Here, we evaluate the effects of elastin addition to collagen hydrogels by measuring collagen fibril formation and the biophysical and biomechanical properties of the final constructs. In addition, we assess the capabilities of FLIm to nondestructively characterize hydrogels composed of different collagen to elastin ratios and correlate the imaging results with the biophysical and biomechanical results.
Materials and Methods
Gel Preparation.
Rat tail collagen type I with a neutralization solution was purchased from Advanced Biomatrix (San Diego, CA). Soluble elastin from bovine neck ligament was purchased from Elastin Products Company, Inc (Owensville, MO). Stock collagen solutions were prepared on ice by combining 1 part of the neutralizing solution and 9 parts of the collagen type I solution for the desired volume. Stock elastin solutions were prepared in 1x PBS at a concentration of 100 mg/mL. The stock collagen and elastin solutions were used to prepare collagen type I:elastin mixtures with ratios of 1:0 C (control), 1:0.5, 1:1, 1:1.5, 1:2, and 1:5 (Table 1). The collagen and elastin mixtures were dispensed into 8 mm diameter silicone molds, which were sandwiched between two glass slides. The mixtures were then incubated overnight at 37°C and 5% CO2. The gels were stored in 1x PBS for a day at 4°C before measuring their mechanical properties.
Table 1.
Concentration of collagen type I and elastin in the hydrogels.
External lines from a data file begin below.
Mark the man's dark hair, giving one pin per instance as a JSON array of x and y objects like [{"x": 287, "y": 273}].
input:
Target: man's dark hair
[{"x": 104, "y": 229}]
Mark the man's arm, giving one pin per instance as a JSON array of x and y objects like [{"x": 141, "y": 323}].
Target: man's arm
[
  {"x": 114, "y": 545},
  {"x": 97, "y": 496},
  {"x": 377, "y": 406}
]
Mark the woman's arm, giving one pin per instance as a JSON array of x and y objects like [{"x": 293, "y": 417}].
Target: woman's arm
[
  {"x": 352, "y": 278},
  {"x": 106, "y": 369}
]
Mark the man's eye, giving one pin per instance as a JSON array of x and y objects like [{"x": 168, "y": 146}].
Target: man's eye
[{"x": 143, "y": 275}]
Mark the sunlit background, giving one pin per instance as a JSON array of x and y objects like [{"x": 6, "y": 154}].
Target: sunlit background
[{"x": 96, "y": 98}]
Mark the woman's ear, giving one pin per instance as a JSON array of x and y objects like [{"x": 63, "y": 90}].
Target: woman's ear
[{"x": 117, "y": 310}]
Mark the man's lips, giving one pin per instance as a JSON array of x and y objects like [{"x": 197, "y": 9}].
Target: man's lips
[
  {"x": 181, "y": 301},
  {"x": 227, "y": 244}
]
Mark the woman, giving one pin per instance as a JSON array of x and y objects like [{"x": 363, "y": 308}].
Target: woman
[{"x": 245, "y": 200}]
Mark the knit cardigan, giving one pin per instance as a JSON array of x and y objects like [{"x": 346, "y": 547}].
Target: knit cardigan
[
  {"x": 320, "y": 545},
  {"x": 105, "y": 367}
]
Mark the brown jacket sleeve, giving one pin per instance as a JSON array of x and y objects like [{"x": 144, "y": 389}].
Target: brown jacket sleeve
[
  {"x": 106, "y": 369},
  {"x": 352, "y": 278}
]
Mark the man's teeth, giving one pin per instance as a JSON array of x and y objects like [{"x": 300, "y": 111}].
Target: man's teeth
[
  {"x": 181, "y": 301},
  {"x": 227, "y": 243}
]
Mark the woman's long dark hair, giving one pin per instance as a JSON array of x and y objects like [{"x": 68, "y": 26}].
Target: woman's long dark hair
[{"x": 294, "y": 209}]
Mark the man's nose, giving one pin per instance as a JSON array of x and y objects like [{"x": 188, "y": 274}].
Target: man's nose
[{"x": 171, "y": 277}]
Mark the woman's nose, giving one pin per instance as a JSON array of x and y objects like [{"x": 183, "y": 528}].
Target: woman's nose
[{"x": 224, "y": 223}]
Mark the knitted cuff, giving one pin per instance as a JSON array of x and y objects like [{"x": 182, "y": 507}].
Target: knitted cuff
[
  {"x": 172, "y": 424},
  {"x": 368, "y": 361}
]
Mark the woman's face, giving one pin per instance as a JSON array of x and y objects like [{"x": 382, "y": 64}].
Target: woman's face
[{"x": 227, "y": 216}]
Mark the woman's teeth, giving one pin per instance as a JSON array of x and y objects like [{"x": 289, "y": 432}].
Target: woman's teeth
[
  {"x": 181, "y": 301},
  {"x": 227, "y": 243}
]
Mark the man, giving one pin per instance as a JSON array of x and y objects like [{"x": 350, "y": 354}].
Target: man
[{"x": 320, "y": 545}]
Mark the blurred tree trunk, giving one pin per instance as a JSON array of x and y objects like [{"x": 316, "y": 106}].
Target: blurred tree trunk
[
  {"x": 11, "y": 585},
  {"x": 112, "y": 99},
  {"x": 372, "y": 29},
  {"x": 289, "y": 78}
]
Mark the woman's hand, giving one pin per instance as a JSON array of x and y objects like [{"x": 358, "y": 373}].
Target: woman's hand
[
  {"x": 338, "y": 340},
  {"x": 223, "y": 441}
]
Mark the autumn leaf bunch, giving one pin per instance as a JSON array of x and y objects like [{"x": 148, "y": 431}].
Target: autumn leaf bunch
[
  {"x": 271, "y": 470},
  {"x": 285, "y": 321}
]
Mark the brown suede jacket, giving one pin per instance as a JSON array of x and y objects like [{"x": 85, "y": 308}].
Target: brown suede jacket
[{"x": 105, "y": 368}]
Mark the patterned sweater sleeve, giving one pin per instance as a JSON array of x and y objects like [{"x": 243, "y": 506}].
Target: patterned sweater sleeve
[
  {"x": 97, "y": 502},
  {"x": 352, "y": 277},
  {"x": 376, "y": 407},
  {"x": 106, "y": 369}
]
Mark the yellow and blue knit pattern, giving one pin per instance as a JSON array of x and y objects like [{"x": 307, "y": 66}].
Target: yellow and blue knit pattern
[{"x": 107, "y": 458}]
| Gel Ratio | Collagen (mg/mL) | Elastin (mg/mL) |
|---|---|---|
| 1:0 C | 3.6 | 0 |
| 1:0.5 | 3.6 | 1.8 |
| 1:1 | 3.6 | 3.6 |
| 1:1.5 | 3.6 | 5.4 |
| 1:2 | 3.6 | 7.2 |
| 1:5 | 3.6 | 18 |
Fibrillogenesis Assay.
Collagen and elastin hydrogel mixtures (n = 9) were prepared on ice and diluted 1:10 in 1x PBS for the fibrillogenesis assay. Samples of 200 μL were dispensed into 96-well plates, and the fibrillogenesis of the samples was measured as described previously49. Briefly, the turbidity of the samples was monitored by absorbance measurements at 313 nm every 45 s for 3 h in a SpectraMax M5 spectrophotometer set at 37°C (Molecular Devices, San Jose, CA). Absorbance measurements obtained from the collagen and elastin solutions were normalized to the values obtained from a standard solution of elastin in 1x PBS to remove any contributing autofluorescence from elastin.
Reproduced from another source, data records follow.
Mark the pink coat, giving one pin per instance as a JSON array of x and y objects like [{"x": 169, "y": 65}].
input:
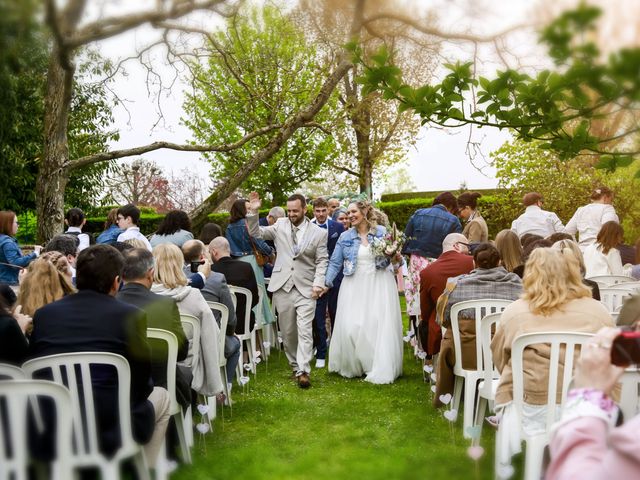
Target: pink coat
[{"x": 584, "y": 449}]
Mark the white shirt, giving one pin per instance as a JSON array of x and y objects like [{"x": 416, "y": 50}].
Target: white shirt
[
  {"x": 588, "y": 220},
  {"x": 597, "y": 263},
  {"x": 537, "y": 221},
  {"x": 134, "y": 232}
]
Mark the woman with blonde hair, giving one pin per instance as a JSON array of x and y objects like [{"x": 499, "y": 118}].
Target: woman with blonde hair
[
  {"x": 554, "y": 299},
  {"x": 48, "y": 279},
  {"x": 170, "y": 280}
]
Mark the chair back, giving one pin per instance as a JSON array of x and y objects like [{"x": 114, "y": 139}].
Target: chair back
[
  {"x": 556, "y": 340},
  {"x": 224, "y": 320},
  {"x": 73, "y": 370},
  {"x": 16, "y": 396},
  {"x": 172, "y": 358},
  {"x": 481, "y": 308},
  {"x": 247, "y": 311}
]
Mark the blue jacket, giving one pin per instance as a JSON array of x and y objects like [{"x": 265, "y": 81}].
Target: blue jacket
[
  {"x": 239, "y": 242},
  {"x": 426, "y": 230},
  {"x": 345, "y": 254},
  {"x": 110, "y": 235},
  {"x": 11, "y": 253}
]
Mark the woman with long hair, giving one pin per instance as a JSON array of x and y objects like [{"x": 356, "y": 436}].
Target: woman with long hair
[
  {"x": 602, "y": 257},
  {"x": 170, "y": 280},
  {"x": 175, "y": 228},
  {"x": 367, "y": 338},
  {"x": 11, "y": 258},
  {"x": 554, "y": 299}
]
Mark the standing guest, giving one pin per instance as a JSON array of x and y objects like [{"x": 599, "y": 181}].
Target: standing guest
[
  {"x": 297, "y": 279},
  {"x": 475, "y": 228},
  {"x": 488, "y": 280},
  {"x": 453, "y": 261},
  {"x": 510, "y": 250},
  {"x": 75, "y": 221},
  {"x": 111, "y": 230},
  {"x": 425, "y": 233},
  {"x": 588, "y": 220},
  {"x": 175, "y": 228},
  {"x": 602, "y": 257},
  {"x": 535, "y": 220},
  {"x": 243, "y": 247},
  {"x": 93, "y": 320},
  {"x": 169, "y": 280},
  {"x": 11, "y": 258},
  {"x": 330, "y": 299},
  {"x": 48, "y": 279},
  {"x": 128, "y": 218}
]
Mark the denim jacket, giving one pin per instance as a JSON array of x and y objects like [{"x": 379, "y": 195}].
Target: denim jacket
[
  {"x": 11, "y": 253},
  {"x": 345, "y": 254},
  {"x": 239, "y": 242}
]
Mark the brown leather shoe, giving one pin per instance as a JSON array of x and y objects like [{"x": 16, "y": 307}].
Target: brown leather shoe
[{"x": 303, "y": 380}]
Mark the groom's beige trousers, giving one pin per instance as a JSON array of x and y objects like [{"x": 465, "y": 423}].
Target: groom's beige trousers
[{"x": 295, "y": 316}]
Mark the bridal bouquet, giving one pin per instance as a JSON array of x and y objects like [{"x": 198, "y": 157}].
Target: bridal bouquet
[{"x": 389, "y": 245}]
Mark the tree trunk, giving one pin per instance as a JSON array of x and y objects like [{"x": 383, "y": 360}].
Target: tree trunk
[{"x": 53, "y": 175}]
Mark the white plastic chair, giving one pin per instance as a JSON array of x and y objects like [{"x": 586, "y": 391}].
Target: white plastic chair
[
  {"x": 535, "y": 444},
  {"x": 470, "y": 378},
  {"x": 15, "y": 397},
  {"x": 65, "y": 368},
  {"x": 248, "y": 338},
  {"x": 175, "y": 410}
]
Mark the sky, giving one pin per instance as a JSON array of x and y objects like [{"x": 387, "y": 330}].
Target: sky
[{"x": 438, "y": 161}]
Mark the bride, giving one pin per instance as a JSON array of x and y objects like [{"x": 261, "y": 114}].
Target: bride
[{"x": 367, "y": 338}]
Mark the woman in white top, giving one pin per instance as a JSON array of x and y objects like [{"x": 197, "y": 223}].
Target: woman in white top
[
  {"x": 588, "y": 220},
  {"x": 602, "y": 257}
]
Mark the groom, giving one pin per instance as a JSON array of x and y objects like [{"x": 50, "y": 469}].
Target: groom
[{"x": 297, "y": 279}]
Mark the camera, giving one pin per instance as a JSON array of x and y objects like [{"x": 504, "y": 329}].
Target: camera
[
  {"x": 625, "y": 349},
  {"x": 195, "y": 265}
]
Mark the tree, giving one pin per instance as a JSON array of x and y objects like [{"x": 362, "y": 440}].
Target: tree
[{"x": 260, "y": 69}]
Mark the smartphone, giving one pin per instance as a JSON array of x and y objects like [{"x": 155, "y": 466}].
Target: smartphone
[{"x": 625, "y": 349}]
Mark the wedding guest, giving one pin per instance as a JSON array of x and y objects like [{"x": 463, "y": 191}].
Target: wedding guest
[
  {"x": 128, "y": 218},
  {"x": 111, "y": 230},
  {"x": 602, "y": 257},
  {"x": 11, "y": 258},
  {"x": 169, "y": 280},
  {"x": 488, "y": 280},
  {"x": 554, "y": 299},
  {"x": 588, "y": 220},
  {"x": 175, "y": 228},
  {"x": 475, "y": 228},
  {"x": 75, "y": 221},
  {"x": 454, "y": 260},
  {"x": 534, "y": 219}
]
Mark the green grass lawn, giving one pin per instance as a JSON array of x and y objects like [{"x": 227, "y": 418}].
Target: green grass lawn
[{"x": 338, "y": 429}]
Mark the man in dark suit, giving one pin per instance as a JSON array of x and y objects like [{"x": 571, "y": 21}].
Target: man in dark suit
[
  {"x": 93, "y": 320},
  {"x": 334, "y": 230},
  {"x": 238, "y": 274}
]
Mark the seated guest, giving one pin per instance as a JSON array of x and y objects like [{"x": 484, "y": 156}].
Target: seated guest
[
  {"x": 111, "y": 230},
  {"x": 128, "y": 218},
  {"x": 453, "y": 261},
  {"x": 236, "y": 274},
  {"x": 175, "y": 228},
  {"x": 554, "y": 299},
  {"x": 169, "y": 280},
  {"x": 48, "y": 279},
  {"x": 11, "y": 258},
  {"x": 93, "y": 320},
  {"x": 488, "y": 280}
]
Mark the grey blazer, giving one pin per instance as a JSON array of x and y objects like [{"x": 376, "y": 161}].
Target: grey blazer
[{"x": 307, "y": 268}]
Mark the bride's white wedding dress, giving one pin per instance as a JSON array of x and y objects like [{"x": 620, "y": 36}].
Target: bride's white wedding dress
[{"x": 367, "y": 338}]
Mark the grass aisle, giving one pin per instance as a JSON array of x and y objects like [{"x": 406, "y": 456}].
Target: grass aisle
[{"x": 338, "y": 429}]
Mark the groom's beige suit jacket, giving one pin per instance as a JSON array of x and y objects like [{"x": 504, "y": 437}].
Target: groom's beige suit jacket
[{"x": 306, "y": 269}]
Transmission Electron Microscopy (TEM).
A subset (1:0 C, 1:1, and 1:5, n = 3/group) of the collagen and elastin hydrogel solutions were prepared on ice and diluted 1:10 in 1x PBS. Samples of 7 μL were added to 200 mesh copper-coated grids and allowed to settle for 10 min. The sample excess was removed and 10 μL of a 2% uranyl acetate stain were added and removed immediately. A Talos L120C transmission electron microscope (FEI, Hillsboro, OR) was used to image the samples after allowing them to air dry.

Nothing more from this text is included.